The Wind and the Seeds that Heralded Spring

We have had the coldest February on record. I don’t mean to brag, or complain, because we are not alone – most of the province is breaking its own February records – and also because I have so little to compare it to. After three winters up here, all of them completely different, I have decided that there is no normal, that I cannot relax into thinking I know what it will be like, or rail against what is when it isn’t as I think it should be. And as we awake to the reality of our rapidly changing climate, this, I think, is a healthy – or at least truthful – way to go about our quiet little business. Expect nothing. Expect everything.

On this final day of February, that sneaky little month, the wind blew hard and the temperature rose. When the light and pressure changes dramatically I sometimes get migraines, or something close to them. Today an irritating tension pressed inward on my skull, but today spring was also in the air.

That little lump is Beatrix the Kootenay Mountain Dog, keeping watch.

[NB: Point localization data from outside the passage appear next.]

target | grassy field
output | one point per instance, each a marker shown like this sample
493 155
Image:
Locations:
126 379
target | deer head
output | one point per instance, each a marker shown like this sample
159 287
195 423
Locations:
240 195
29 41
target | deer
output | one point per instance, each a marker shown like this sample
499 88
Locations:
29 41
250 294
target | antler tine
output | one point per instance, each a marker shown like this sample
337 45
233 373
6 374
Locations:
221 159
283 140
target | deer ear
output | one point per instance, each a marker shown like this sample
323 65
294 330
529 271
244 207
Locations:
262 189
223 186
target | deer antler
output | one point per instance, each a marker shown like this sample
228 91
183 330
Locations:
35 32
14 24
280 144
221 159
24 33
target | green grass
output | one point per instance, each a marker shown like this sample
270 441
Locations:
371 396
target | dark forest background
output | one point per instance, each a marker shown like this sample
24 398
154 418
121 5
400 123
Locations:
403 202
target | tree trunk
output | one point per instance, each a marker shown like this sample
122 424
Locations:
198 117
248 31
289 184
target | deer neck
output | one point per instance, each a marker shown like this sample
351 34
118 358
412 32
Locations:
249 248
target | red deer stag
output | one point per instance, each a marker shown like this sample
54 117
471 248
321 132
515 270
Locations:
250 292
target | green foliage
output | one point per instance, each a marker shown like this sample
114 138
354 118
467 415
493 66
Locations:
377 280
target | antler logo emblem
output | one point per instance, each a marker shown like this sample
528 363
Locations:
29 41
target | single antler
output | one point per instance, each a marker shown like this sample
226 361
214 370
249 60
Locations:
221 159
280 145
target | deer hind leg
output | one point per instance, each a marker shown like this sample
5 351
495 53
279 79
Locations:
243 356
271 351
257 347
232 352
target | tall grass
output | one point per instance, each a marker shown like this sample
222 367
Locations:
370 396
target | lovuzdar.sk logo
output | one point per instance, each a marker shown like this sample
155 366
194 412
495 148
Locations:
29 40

When the wind blows like this, everything gets a little kooky. The pig chased the cows, who spooked the horses, who ran for the hills with the dogs in hot, joyful pursuit. Everyone disappeared for a while, until minutes later the throng rounded the trees and crested the hill, having done a thunderous lap of the entire wooded pasture before settling down for a good feed.

Faerie-dusted ponies

In the headachey dark of the basement I dutifully planted 200 onion seeds and 100 “Drunken Lady” lettuces, screwing in fluorescent grow light bulbs and repeatedly removing cats from potting soil. There is something about planting seeds that signals a commitment to make it til spring alive, even when the nights still drop below -20 and the land lays under three feet of snow and ice. Spring here is something we must dream hard to make real. We need to really want it. We need to have seedlings straining on our window sills and work benches, root bound and hungry for real soil and sunlight. We need to be nearly out of firewood (again) and cursing the electricity bill for the heat lamps and water de-icers. We must pass through the fancy, then the certainty, that spring simply will never come, as another snow blows over us and then another. This year it has forgotten us. This year, surely, it just won’t come.

Spero waits.

And yet – the horses are shedding. The cats and cows and goats and dogs are shedding. There is hair in the porridge and in the sheets. And hair in your mouth and your ears, great gobs of it floating around the house like tumbleweed, this means spring more surely than daffodils ever could. The geese are venturing out further to bathe in the pigs’ water trough. The snow is slowly melting off the roof. The light is returning, the dawn stretching out long before the sun slips over the mountaintops to warm our faces. The horses are shedding. Spring must be on its way.

They never lie.

So on this wild and woolly day I do not hope, I notice. I plant sweet onions that we’ll be eating this time next year, and I chase horses in the crusted snow, and I rile up the dogs til they’re all bright eyes and flashing teeth, and we gasp and cringe at the violent wind and pile inside to stoke up the fire. Spring will come. It always does.